Le 5 décembre, sept associations industrielles, dont l'Association chinoise de la finance internet et l'Association bancaire, ont conjointement publié un « Avertissement sur les risques liés aux activités illégales impliquant des cryptomonnaies ». Cette action réglementaire fait suite à la réunion du 28 novembre durant laquelle treize ministères et commissions ont convenu de lutter contre la spéculation sur les cryptomonnaies. Entre les lignes de ce document (ci-après dénommé « l'Avertissement sur les risques »), une certaine froideur a fait frissonner certains entrepreneurs qui planifiaient la tokenisation d'actifs réels (RWA).

Beaucoup de gens demandent en coulisses : Maître Sha, la RWA est-elle totalement impossible en Chine continentale ?
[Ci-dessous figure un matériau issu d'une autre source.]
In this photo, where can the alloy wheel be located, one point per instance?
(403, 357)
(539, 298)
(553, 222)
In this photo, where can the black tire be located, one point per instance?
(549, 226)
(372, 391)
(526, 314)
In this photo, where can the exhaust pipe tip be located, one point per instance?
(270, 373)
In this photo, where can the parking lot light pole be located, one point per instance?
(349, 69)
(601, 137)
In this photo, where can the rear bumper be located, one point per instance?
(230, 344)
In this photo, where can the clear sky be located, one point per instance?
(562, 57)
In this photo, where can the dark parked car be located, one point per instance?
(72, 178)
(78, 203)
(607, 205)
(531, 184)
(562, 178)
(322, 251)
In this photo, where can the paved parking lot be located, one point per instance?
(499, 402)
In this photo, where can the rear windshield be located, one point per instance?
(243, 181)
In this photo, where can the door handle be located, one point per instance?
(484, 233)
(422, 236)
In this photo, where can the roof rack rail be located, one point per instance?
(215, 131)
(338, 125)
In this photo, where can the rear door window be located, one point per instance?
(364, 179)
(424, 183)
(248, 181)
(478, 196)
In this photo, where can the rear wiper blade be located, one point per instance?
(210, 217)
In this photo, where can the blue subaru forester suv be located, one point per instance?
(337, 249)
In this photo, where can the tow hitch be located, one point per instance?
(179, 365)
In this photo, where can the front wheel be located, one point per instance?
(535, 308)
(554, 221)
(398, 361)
En tant que professionnels du droit Web3, nous pensons que la réponse à cette question n'est pas un simple « oui » ou « non ». Le cœur de la RWA est la numérisation et la tokenisation d'actifs hors ligne via la technologie blockchain, suivies d'une liquidité et d'un financement sur le marché secondaire. Mais dans le contexte réglementaire actuel en Chine continentale, toute tentative de tokenisation liée à des transactions publiques défie essentiellement la ligne rouge de la « notification du 24.9 » de 2021. L'« Avertissement sur les risques » des sept associations ressemble plus à l'ajout de plusieurs cadenas bien visibles sur une porte de fer déjà solidement verrouillée.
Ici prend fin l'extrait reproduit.